Melbourne to take Sydney’s place as Australia’s property king in 2016

Property Investor

New research predicts Melbourne to overtake Sydney as the best performing capital city market in 2016.

The report, called the 2016 Housing Boom and Bust Report, was compiled by SQM Research and says Australian property prices will drop to their slowest pace in three years next year. 

In the year to the month of June this year, average capital city property prices have jumped 9.8 per cent across the country, and SQM say that will fall to between 3-8 per cent in 2016. 

According to the report, the slowdown will mainly occur because of a slowing market in Sydney.

“Melbourne is forecasted to overtake Sydney and be the best performing capital city in 2016 with a forecast rise in dwelling prices between 8-13 per cent,” the report says. 

As expected, the report says the slowdown will be driven by market corrections in Perth and Darwin due to the resources sector slowdown, regulatory action taken by APRA, the slowing economy and Westpac’s recent lifting of home loan rates. 

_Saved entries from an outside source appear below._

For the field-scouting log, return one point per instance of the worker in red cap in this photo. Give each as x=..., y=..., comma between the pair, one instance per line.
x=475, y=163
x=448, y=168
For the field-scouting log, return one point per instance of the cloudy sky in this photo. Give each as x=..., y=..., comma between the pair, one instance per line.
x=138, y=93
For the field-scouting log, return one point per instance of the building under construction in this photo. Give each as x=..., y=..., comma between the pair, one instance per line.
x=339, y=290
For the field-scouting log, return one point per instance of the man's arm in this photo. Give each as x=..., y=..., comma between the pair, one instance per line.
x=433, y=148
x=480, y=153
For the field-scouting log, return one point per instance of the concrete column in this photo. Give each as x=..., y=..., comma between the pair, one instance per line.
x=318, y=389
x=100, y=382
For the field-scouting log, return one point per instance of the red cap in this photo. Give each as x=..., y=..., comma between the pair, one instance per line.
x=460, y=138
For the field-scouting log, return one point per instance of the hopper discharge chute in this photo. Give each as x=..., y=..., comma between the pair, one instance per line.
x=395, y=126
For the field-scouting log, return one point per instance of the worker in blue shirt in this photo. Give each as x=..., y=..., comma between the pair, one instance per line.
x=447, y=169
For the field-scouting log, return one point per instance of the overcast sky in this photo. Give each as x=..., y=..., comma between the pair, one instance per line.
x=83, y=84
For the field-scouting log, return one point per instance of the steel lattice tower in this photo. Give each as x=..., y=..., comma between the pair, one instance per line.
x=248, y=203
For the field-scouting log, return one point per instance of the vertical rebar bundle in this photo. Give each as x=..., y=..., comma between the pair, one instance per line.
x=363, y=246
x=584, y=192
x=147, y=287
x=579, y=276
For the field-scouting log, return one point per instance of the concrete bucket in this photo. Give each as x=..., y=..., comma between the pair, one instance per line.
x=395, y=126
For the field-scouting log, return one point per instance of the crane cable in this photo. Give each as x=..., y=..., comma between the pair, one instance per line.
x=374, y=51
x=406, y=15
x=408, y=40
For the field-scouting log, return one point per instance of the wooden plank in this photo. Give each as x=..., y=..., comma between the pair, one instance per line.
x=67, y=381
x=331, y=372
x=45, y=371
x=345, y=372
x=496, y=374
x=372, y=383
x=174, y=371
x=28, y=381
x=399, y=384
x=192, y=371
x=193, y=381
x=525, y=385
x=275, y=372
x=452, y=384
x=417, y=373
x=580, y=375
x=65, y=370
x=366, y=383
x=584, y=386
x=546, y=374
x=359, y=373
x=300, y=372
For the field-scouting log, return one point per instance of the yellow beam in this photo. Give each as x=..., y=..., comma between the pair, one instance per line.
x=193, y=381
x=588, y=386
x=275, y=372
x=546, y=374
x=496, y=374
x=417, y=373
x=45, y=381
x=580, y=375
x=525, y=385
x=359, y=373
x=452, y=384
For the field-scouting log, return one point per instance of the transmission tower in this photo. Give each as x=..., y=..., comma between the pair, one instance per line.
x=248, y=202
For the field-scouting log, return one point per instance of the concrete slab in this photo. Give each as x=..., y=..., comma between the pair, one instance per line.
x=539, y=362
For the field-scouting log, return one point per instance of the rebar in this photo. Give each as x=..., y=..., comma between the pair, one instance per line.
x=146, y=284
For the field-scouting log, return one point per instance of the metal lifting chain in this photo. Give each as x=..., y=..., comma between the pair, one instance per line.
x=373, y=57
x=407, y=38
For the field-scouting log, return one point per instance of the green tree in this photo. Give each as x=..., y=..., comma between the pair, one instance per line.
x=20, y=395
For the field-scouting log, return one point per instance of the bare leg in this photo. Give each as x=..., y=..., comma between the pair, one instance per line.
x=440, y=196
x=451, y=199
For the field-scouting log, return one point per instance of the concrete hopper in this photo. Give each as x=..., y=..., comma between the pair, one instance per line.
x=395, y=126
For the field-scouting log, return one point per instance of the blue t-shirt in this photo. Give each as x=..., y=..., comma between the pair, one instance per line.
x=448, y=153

Managing director at SQM Louis Christopher told despite the fact the low Australian dollar, low interest rates and the ongoing strength of Melbourne’s property market would help protect the nation from a complete price correction, there are downsides approaching. 

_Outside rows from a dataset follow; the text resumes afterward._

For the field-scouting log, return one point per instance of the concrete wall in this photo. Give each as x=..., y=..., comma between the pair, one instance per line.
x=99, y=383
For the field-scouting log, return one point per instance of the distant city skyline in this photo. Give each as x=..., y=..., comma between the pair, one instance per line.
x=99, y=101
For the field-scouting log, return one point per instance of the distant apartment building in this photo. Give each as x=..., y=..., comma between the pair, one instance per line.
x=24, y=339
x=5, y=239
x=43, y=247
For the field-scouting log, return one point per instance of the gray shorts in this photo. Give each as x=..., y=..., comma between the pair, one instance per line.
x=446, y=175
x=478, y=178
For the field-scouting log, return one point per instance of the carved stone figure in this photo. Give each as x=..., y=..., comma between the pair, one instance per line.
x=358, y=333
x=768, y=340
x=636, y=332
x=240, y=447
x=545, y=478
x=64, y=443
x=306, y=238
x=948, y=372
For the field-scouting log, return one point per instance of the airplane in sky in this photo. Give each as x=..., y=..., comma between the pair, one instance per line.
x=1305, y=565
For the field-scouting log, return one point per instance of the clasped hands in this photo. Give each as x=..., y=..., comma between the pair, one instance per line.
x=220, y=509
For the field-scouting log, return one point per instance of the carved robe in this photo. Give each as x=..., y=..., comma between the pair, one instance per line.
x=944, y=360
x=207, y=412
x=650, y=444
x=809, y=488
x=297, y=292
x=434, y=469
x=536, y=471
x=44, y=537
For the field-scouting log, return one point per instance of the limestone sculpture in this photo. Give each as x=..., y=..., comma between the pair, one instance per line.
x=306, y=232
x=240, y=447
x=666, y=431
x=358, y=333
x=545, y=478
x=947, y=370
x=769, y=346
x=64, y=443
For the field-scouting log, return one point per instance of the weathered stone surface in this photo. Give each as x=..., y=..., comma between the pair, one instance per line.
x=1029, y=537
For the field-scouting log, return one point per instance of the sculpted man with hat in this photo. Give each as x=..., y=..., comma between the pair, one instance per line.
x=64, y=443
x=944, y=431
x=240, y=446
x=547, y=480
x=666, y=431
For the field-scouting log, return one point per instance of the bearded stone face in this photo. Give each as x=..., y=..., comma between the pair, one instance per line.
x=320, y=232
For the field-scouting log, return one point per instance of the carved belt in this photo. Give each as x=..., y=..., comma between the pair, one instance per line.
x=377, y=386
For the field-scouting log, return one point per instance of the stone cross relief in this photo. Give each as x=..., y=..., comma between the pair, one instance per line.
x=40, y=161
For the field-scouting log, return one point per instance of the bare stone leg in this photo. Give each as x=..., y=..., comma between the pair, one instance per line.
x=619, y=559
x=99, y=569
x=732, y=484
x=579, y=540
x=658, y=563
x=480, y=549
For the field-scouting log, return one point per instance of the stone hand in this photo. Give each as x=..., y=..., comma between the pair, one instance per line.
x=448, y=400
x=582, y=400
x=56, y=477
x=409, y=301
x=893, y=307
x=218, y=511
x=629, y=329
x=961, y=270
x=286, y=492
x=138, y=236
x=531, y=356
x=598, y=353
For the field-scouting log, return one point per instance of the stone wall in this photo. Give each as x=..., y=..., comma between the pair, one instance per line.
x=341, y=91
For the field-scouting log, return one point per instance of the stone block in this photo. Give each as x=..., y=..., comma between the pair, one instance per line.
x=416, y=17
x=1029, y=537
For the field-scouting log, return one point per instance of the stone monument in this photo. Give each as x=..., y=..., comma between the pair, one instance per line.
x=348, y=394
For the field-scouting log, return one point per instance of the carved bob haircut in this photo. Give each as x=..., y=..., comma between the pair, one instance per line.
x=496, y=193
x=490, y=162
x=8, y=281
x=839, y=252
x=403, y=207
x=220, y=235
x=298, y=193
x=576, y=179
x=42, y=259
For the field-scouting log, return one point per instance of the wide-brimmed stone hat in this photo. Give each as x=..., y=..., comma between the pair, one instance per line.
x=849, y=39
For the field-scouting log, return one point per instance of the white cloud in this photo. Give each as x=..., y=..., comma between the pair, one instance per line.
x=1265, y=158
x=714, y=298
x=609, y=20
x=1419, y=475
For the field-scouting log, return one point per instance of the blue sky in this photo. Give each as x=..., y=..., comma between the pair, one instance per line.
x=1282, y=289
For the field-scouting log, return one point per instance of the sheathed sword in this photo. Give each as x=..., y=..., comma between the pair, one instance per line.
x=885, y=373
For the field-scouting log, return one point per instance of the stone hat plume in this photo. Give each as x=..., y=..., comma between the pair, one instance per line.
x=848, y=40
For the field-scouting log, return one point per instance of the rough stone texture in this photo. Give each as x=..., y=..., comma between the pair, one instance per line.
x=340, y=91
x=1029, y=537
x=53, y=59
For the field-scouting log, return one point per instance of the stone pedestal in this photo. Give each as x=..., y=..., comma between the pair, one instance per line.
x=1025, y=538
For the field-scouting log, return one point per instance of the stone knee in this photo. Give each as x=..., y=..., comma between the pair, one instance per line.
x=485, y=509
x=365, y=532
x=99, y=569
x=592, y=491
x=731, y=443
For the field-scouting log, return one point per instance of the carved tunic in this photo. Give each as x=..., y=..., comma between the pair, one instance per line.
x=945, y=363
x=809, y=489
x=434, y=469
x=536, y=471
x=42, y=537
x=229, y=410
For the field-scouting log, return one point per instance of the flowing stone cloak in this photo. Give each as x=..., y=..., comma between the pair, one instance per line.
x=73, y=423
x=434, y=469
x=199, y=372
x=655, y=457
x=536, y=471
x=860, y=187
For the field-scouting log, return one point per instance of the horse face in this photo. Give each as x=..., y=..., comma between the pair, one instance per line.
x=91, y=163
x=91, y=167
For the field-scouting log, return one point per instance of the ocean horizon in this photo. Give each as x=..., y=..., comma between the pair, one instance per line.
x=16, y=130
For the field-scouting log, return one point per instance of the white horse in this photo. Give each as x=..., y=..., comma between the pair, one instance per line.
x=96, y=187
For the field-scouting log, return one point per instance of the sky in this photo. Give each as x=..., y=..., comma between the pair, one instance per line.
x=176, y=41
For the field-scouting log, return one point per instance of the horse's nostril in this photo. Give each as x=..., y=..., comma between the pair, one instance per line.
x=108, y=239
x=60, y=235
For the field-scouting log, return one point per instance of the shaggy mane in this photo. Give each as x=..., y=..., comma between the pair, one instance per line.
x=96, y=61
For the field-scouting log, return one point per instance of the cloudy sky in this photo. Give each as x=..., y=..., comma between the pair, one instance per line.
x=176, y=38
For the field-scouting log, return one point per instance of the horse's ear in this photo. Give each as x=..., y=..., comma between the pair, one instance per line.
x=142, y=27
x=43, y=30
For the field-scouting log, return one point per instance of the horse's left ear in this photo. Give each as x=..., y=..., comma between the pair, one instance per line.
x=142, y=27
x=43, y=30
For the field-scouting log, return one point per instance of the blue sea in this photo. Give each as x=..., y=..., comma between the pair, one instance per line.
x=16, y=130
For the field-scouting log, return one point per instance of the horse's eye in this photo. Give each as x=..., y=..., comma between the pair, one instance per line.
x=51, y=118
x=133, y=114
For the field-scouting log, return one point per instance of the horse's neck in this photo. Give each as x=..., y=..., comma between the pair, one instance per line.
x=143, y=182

“One of the key risks to the housing market over the medium to long term is the looming threat of global deflation, and this is quite a danger to our markets here given the level of debt in the housing market right now, which we note has risen again against incomes over the course of 2014/2015 to be at all-time highs,” he said. 

The report agreed with most other economists in predicting property price falls in Perth and Darwin next year, and that all other capital cities will still experience growth in 2016. 

“We believe that Melbourne will be the outperformer of the year followed by the Gold Coast and Hobart,” Mr Christopher said. 

According to Mr Christopher, rents in Melbourne should experience growth somewhere between 4-7 per cent despite fears of a property, and in particular apartment, oversupply. 

“We believe the threat of a massive oversupply in Melbourne has been overstated,” he told

“Indeed, our vacancy rates for that city have fallen for the year as population growth and housing formation have quickly absorbed the new stock being completed.”